Toch kunnen we aan het einde van het tweede millennium niet zeggen dat de mensheid al het nodige heeft gedaan om de immense last van het lijden op de schouders van individuele personen, families en hele samenlevingen, te verlichten.
Integendeel, het ziet er eerder naar uit dat de rivier van de menselijke pijn, toch al gezwollen door de broosheid van de mens en de wond van de erfzonde, alsmede door het lijden dat wordt toegebracht door de fouten van mensen en landen, met name in de afgelopen eeuw nog omvangrijker is geworden. Ik denk aan de oorlogen die deze eeuw tot zoveel bloedvergieten hebben geleid, misschien wel meer dan in enige voorgaande eeuw in de gekwelde geschiedenis van de mens. Ik denk aan de verschillende soorten ziektes die in de samenleving heersen, zoals drugsverslaving, aids, ziektes die worden veroorzaakt door het verval van de grote steden en het milieu. Ik denk aan de toename van de georganiseerde criminaliteit, zowel op grote als kleine schaal, en aan de voorstellen ten aanzien van euthanasie.

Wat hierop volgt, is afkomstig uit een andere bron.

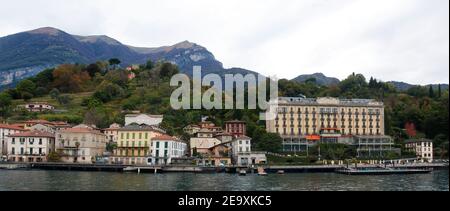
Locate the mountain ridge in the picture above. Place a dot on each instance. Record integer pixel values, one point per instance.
(25, 54)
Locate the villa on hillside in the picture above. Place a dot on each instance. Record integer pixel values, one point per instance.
(37, 107)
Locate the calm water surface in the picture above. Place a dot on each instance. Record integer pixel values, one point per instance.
(103, 181)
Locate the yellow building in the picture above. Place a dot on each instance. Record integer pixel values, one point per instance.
(305, 121)
(133, 144)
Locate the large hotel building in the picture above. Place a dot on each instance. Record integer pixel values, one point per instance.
(303, 122)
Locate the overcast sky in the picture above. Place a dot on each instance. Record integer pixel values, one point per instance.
(405, 40)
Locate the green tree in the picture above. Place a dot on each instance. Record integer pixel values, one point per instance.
(114, 62)
(431, 92)
(26, 96)
(5, 104)
(54, 93)
(26, 86)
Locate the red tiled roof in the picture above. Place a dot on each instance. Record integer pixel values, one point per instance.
(164, 138)
(37, 134)
(81, 130)
(11, 127)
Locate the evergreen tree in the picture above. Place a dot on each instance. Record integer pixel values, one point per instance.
(431, 92)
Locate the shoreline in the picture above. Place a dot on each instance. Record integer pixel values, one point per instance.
(272, 169)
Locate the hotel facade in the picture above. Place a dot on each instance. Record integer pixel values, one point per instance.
(303, 122)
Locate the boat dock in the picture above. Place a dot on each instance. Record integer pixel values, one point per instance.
(381, 171)
(204, 169)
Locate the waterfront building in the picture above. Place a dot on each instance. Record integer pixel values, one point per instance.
(43, 128)
(143, 119)
(164, 148)
(112, 133)
(134, 142)
(423, 148)
(5, 131)
(224, 137)
(242, 152)
(30, 146)
(192, 129)
(80, 145)
(303, 122)
(37, 107)
(236, 128)
(201, 145)
(56, 125)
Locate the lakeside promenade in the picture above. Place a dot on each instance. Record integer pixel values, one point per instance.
(204, 169)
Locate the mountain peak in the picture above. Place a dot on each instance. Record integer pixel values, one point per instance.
(46, 30)
(98, 38)
(184, 45)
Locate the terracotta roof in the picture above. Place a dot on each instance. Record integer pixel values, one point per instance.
(36, 134)
(11, 127)
(164, 138)
(418, 140)
(81, 130)
(236, 121)
(243, 138)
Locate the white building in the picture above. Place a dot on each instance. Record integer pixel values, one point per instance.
(422, 147)
(37, 107)
(202, 145)
(243, 154)
(112, 132)
(165, 148)
(43, 128)
(80, 145)
(5, 131)
(31, 146)
(143, 119)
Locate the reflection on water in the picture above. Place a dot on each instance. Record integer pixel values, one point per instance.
(103, 181)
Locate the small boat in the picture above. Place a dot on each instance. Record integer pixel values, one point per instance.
(242, 173)
(261, 172)
(381, 171)
(130, 169)
(280, 172)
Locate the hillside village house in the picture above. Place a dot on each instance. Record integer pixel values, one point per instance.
(30, 146)
(53, 125)
(423, 148)
(192, 129)
(5, 131)
(133, 143)
(243, 154)
(164, 148)
(112, 133)
(218, 155)
(80, 145)
(236, 128)
(143, 119)
(37, 107)
(302, 122)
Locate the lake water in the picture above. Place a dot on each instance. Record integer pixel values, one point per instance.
(34, 180)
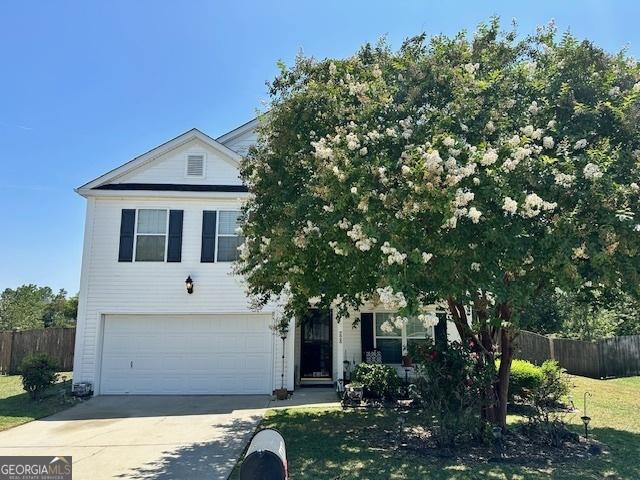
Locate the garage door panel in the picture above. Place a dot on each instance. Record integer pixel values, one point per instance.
(214, 354)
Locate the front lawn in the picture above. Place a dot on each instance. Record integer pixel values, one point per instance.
(329, 443)
(16, 407)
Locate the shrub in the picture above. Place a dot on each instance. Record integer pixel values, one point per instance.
(547, 417)
(379, 381)
(39, 372)
(450, 384)
(525, 378)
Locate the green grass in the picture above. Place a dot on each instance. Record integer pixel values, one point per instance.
(329, 443)
(16, 407)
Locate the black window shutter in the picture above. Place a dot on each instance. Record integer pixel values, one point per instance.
(174, 250)
(127, 226)
(366, 333)
(208, 252)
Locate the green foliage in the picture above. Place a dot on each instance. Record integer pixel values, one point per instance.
(29, 307)
(525, 378)
(489, 170)
(38, 372)
(451, 384)
(485, 170)
(378, 380)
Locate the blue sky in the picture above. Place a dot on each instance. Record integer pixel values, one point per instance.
(88, 85)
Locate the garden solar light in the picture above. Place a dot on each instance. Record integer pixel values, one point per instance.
(585, 418)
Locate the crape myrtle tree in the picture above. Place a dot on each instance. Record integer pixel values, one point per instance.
(484, 171)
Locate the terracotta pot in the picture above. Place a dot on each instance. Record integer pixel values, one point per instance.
(282, 393)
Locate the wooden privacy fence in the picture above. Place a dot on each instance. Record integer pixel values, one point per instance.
(611, 357)
(58, 343)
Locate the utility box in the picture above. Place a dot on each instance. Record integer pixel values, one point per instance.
(266, 457)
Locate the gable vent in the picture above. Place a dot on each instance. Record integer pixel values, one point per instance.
(195, 165)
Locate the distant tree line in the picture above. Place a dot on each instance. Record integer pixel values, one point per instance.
(566, 316)
(30, 306)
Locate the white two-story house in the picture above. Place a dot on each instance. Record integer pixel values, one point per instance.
(160, 309)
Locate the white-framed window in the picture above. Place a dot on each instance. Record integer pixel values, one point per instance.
(152, 225)
(195, 165)
(227, 238)
(393, 344)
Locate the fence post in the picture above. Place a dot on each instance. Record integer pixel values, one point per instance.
(12, 367)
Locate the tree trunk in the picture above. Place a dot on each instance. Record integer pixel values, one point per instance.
(485, 344)
(504, 372)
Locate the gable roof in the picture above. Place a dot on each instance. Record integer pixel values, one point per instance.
(141, 160)
(238, 131)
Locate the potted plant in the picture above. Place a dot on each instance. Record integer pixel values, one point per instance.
(281, 328)
(354, 392)
(407, 361)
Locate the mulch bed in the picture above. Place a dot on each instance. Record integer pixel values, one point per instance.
(521, 446)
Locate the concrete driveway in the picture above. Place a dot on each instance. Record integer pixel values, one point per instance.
(150, 437)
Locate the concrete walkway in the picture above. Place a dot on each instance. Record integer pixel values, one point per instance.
(152, 437)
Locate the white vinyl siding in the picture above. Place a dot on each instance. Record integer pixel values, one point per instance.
(195, 165)
(228, 239)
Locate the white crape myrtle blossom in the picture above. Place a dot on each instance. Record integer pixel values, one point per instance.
(394, 256)
(353, 143)
(592, 171)
(489, 158)
(563, 179)
(390, 299)
(337, 250)
(463, 197)
(429, 320)
(313, 301)
(580, 144)
(528, 130)
(322, 151)
(471, 68)
(474, 214)
(449, 142)
(580, 252)
(433, 162)
(509, 205)
(399, 321)
(363, 243)
(387, 327)
(514, 141)
(533, 205)
(521, 153)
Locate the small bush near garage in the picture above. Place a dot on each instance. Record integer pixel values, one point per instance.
(525, 379)
(378, 381)
(39, 372)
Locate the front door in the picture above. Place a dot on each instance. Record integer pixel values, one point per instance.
(316, 351)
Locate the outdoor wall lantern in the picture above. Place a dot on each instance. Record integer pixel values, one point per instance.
(189, 283)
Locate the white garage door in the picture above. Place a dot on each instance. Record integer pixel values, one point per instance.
(191, 354)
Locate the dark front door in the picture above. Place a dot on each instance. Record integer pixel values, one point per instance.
(316, 349)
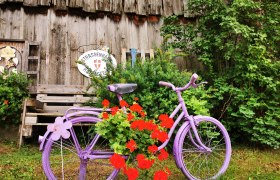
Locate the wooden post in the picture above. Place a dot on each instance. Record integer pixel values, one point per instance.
(123, 58)
(143, 55)
(22, 123)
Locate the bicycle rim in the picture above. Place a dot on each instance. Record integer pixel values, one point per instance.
(61, 159)
(197, 162)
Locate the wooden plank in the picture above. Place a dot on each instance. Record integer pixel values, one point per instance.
(142, 7)
(22, 122)
(152, 55)
(178, 7)
(167, 7)
(155, 7)
(117, 6)
(44, 2)
(62, 99)
(123, 58)
(60, 4)
(142, 55)
(129, 6)
(30, 120)
(75, 3)
(63, 89)
(89, 6)
(103, 5)
(30, 2)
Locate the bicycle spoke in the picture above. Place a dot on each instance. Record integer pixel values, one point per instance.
(199, 163)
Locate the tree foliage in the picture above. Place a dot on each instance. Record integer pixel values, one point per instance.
(239, 44)
(154, 98)
(13, 89)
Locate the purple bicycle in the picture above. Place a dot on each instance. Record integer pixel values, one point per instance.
(201, 149)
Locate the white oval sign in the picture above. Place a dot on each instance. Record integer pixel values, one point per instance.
(95, 60)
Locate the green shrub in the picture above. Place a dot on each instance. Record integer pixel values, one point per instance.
(13, 89)
(154, 99)
(239, 44)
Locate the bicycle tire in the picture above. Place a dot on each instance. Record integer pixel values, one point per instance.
(192, 159)
(71, 167)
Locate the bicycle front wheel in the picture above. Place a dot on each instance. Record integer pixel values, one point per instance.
(65, 158)
(198, 163)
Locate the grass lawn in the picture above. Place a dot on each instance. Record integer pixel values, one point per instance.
(246, 163)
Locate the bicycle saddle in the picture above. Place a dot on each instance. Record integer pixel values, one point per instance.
(122, 88)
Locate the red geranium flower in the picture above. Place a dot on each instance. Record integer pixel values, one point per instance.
(160, 135)
(144, 163)
(140, 156)
(114, 110)
(152, 149)
(123, 103)
(6, 102)
(131, 145)
(105, 103)
(105, 115)
(131, 173)
(160, 175)
(136, 108)
(130, 116)
(150, 126)
(163, 117)
(117, 161)
(166, 121)
(138, 124)
(163, 155)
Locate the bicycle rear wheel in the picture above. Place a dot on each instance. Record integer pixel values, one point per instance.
(64, 159)
(196, 162)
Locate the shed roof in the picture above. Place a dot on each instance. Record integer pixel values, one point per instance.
(139, 7)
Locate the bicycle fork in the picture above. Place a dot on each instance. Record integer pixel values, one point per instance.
(197, 141)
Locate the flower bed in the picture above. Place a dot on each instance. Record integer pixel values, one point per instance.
(129, 132)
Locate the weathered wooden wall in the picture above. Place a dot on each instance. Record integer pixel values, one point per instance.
(67, 28)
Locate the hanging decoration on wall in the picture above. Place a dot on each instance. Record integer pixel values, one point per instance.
(8, 59)
(96, 61)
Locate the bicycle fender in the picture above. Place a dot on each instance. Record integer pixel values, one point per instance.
(42, 140)
(176, 145)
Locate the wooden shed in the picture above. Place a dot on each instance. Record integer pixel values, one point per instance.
(51, 34)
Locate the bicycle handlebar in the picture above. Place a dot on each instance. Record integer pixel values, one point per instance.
(191, 83)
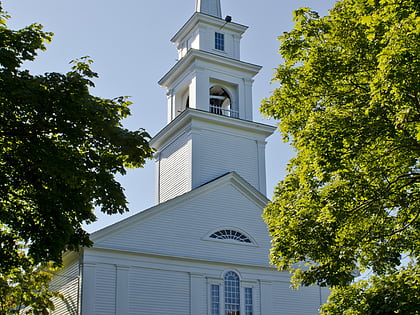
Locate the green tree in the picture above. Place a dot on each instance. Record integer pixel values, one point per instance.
(60, 150)
(25, 290)
(348, 101)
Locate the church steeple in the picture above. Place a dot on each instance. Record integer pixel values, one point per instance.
(210, 7)
(210, 131)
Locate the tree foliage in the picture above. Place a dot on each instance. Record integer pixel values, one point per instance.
(60, 150)
(24, 290)
(348, 100)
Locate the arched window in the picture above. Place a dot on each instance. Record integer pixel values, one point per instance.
(232, 294)
(220, 102)
(225, 296)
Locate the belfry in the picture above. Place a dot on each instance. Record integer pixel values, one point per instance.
(203, 249)
(210, 131)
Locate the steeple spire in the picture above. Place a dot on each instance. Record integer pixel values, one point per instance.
(210, 7)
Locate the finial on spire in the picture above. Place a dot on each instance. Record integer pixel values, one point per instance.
(210, 7)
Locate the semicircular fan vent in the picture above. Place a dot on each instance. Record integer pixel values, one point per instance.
(230, 235)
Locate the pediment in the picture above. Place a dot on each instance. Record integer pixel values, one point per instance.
(183, 227)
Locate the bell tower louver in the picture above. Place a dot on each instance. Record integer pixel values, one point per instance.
(210, 131)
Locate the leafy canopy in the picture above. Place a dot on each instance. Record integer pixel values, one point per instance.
(60, 149)
(348, 100)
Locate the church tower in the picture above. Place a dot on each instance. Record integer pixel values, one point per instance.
(210, 131)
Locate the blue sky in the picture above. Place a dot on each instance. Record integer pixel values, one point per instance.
(129, 43)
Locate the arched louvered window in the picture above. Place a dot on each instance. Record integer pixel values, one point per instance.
(231, 235)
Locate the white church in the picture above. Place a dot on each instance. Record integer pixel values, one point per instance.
(203, 249)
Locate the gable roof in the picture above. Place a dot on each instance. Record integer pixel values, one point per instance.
(242, 185)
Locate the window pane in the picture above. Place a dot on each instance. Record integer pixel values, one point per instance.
(232, 294)
(215, 298)
(248, 301)
(219, 41)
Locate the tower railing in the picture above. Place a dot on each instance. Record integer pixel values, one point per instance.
(223, 111)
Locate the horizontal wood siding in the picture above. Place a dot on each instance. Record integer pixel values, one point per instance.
(175, 169)
(158, 292)
(221, 153)
(105, 286)
(182, 231)
(304, 301)
(66, 281)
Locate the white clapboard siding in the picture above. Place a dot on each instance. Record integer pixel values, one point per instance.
(105, 290)
(66, 281)
(221, 153)
(158, 292)
(175, 169)
(182, 231)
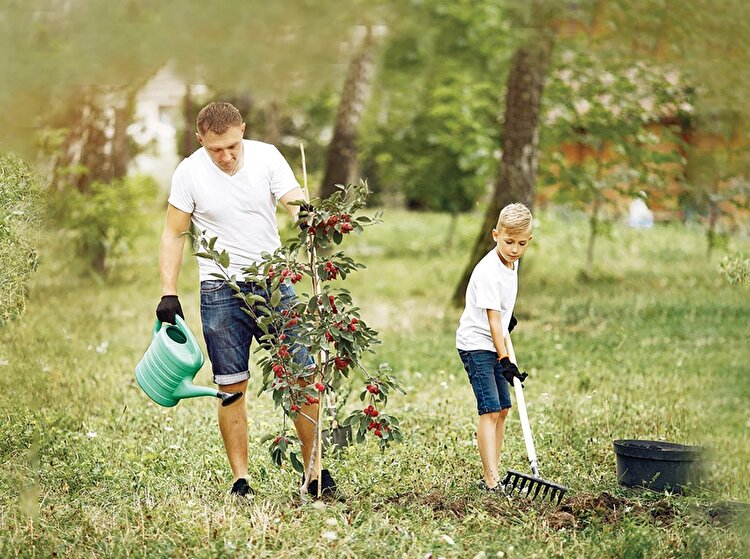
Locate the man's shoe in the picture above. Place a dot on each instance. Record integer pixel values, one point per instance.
(328, 488)
(241, 488)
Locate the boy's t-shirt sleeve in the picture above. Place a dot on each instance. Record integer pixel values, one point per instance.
(180, 196)
(489, 293)
(282, 176)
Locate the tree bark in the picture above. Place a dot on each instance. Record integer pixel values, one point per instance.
(342, 152)
(517, 174)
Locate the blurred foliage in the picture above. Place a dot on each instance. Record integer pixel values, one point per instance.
(612, 133)
(19, 216)
(105, 221)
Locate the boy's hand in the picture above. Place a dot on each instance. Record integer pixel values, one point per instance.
(169, 306)
(509, 370)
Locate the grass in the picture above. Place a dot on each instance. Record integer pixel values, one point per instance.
(653, 344)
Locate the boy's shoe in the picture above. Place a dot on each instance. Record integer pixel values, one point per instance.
(327, 489)
(499, 488)
(242, 488)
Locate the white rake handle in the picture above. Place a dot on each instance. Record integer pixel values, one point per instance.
(521, 402)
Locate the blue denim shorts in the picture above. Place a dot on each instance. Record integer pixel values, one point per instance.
(491, 389)
(229, 331)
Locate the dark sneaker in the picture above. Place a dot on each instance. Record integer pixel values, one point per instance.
(241, 488)
(499, 488)
(327, 489)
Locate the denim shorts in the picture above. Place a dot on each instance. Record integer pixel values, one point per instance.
(229, 331)
(491, 389)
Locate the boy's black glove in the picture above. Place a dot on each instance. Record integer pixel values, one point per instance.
(169, 306)
(307, 208)
(509, 370)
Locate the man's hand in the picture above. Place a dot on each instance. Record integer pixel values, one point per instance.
(509, 370)
(169, 306)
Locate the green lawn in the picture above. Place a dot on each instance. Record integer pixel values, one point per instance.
(654, 345)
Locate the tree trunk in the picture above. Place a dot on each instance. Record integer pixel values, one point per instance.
(342, 152)
(517, 174)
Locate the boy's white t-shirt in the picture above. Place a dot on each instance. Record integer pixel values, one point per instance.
(240, 209)
(492, 286)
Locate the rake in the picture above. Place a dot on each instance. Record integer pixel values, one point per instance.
(531, 486)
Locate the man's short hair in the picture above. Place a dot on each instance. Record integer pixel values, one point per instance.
(515, 218)
(218, 118)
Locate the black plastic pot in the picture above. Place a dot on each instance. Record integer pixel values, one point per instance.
(658, 465)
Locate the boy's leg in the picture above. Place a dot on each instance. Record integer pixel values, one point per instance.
(499, 432)
(488, 447)
(480, 367)
(233, 427)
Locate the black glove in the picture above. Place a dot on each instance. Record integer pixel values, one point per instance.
(169, 306)
(509, 370)
(307, 208)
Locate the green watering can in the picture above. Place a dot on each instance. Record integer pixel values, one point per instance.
(169, 365)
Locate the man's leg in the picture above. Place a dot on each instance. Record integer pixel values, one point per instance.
(487, 442)
(233, 426)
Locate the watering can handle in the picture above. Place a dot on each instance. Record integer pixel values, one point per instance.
(179, 322)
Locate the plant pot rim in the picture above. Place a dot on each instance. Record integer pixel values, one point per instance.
(657, 450)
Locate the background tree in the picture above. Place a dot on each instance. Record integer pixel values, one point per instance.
(612, 132)
(342, 158)
(516, 180)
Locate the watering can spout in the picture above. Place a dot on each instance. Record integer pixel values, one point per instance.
(166, 371)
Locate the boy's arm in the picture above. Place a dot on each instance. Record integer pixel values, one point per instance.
(496, 330)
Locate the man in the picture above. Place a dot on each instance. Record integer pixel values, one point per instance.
(229, 188)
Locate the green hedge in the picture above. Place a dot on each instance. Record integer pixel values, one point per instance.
(19, 214)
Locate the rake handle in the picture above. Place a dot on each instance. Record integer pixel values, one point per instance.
(521, 402)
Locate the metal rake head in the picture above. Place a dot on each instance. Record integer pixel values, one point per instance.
(532, 487)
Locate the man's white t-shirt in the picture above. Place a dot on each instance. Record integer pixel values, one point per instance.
(492, 286)
(239, 209)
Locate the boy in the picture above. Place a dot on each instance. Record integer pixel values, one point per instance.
(480, 338)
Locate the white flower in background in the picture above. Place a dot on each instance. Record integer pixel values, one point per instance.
(672, 77)
(565, 75)
(582, 106)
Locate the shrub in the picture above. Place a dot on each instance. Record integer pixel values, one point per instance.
(106, 219)
(19, 212)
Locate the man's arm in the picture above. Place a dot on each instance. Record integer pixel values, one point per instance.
(171, 247)
(496, 330)
(292, 196)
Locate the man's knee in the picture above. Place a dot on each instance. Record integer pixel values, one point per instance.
(236, 387)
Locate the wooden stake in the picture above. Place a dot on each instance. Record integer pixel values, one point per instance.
(317, 454)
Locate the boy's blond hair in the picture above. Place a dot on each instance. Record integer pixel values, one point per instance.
(514, 218)
(218, 117)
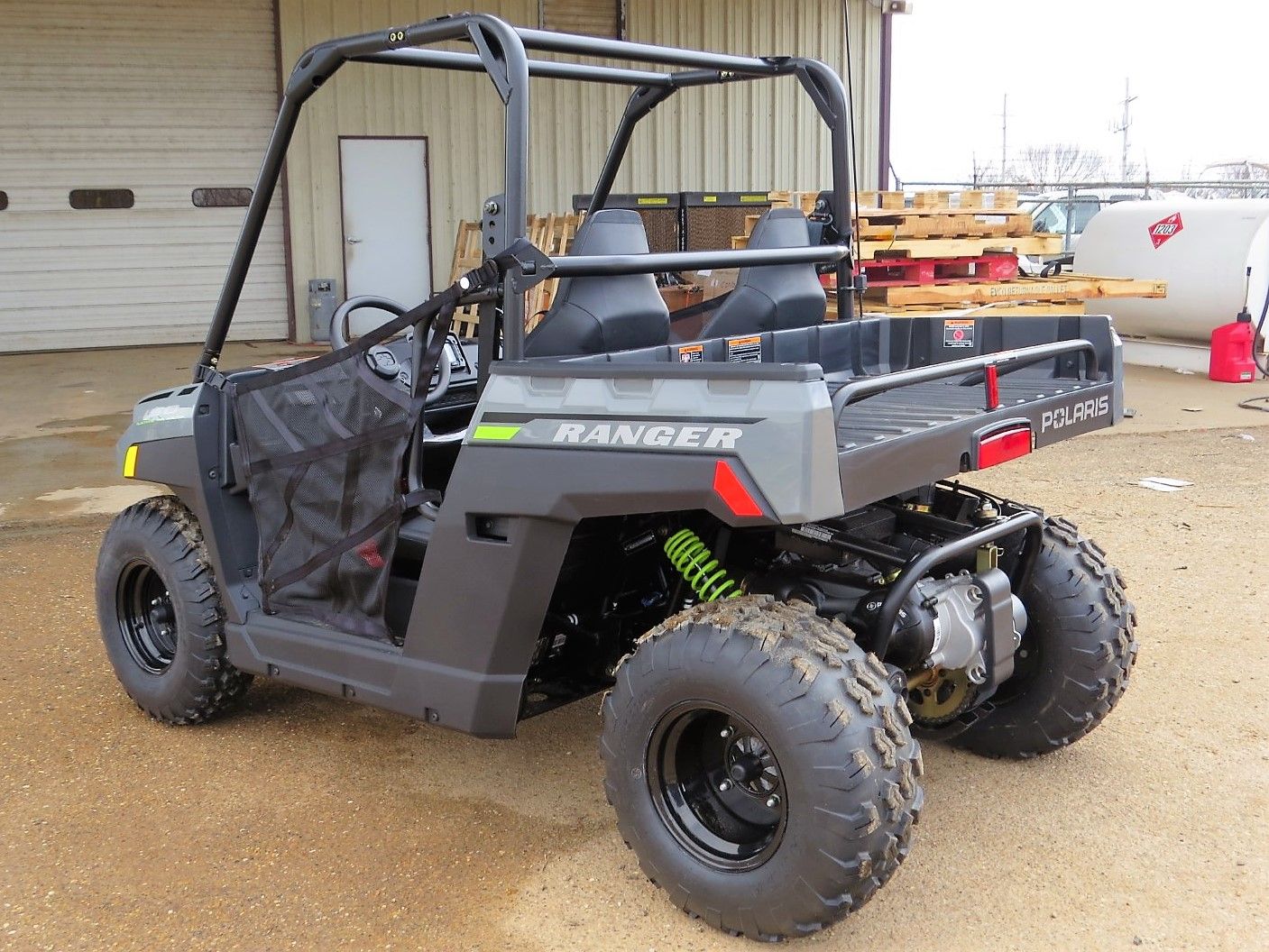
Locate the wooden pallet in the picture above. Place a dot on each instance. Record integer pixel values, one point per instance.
(1041, 245)
(976, 199)
(897, 271)
(1067, 287)
(877, 225)
(552, 233)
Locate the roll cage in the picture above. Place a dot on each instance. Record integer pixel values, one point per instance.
(501, 52)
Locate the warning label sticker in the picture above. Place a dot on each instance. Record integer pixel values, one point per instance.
(958, 333)
(745, 350)
(1165, 228)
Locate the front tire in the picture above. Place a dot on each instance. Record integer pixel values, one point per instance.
(1075, 658)
(760, 766)
(161, 617)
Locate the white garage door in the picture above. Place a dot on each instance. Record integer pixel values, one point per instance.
(115, 103)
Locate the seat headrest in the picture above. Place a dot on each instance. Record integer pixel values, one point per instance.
(781, 228)
(604, 314)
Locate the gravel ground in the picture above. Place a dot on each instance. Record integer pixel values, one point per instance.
(308, 823)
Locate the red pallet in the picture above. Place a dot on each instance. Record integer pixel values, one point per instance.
(897, 271)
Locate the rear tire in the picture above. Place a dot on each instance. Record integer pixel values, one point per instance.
(1075, 658)
(161, 617)
(760, 766)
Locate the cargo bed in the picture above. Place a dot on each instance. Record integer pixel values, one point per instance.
(910, 395)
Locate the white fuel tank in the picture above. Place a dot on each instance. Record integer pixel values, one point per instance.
(1200, 247)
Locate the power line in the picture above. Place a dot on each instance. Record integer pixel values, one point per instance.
(1123, 125)
(1004, 134)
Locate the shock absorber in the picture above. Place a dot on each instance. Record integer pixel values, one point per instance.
(698, 567)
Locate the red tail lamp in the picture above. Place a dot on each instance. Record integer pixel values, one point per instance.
(1003, 445)
(732, 492)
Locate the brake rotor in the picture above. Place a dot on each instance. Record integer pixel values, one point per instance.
(938, 696)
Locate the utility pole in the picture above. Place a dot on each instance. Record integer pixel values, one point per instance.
(1122, 128)
(1004, 134)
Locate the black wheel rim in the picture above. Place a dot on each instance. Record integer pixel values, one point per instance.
(147, 620)
(717, 786)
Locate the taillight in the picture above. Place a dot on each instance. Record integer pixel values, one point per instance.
(1003, 445)
(732, 492)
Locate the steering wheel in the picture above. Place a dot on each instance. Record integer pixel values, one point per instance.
(395, 361)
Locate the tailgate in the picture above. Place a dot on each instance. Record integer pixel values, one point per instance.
(906, 428)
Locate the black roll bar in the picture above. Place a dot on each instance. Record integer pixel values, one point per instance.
(501, 52)
(594, 265)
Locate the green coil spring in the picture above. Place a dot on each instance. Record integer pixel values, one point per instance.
(698, 567)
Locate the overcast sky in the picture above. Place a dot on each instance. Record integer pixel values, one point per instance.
(1200, 71)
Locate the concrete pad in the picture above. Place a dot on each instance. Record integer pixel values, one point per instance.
(61, 415)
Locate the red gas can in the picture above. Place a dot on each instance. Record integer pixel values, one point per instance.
(1231, 352)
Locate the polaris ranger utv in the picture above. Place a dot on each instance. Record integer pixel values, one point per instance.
(747, 542)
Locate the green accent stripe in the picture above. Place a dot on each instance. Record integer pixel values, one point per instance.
(495, 433)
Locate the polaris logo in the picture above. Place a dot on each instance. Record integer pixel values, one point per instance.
(705, 437)
(167, 412)
(1075, 414)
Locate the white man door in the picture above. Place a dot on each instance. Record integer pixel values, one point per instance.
(387, 236)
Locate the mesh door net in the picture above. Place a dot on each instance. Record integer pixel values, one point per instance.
(324, 443)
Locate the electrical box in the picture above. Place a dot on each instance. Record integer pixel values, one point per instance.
(321, 307)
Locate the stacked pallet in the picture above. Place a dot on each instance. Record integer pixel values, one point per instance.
(954, 250)
(552, 234)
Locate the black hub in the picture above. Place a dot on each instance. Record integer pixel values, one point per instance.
(717, 786)
(147, 618)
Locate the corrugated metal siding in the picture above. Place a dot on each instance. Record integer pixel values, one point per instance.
(596, 18)
(748, 136)
(150, 96)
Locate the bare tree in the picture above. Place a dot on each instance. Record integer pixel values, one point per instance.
(1059, 162)
(1234, 172)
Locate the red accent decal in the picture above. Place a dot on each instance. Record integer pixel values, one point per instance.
(1165, 228)
(991, 378)
(1003, 446)
(732, 492)
(371, 554)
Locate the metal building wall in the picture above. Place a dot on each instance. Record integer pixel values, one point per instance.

Ik zie niet alleen de ziekenhuisbedden voor me, waarin zovele zieken liggen, maar ook het lijden van vluchtelingen, kinderen zonder ouders en de vele slachtoffers van sociale misstanden en armoede.
Tegelijkertijd is er, nu het geloof met name in de geseculariseerde wereld op de achtergrond raakt, nog een ernstige oorzaak van lijden, namelijk het feit dat men niet meer in staat is om de verlossende betekenis van pijn en de troost van de eschatologische hoop in te zien.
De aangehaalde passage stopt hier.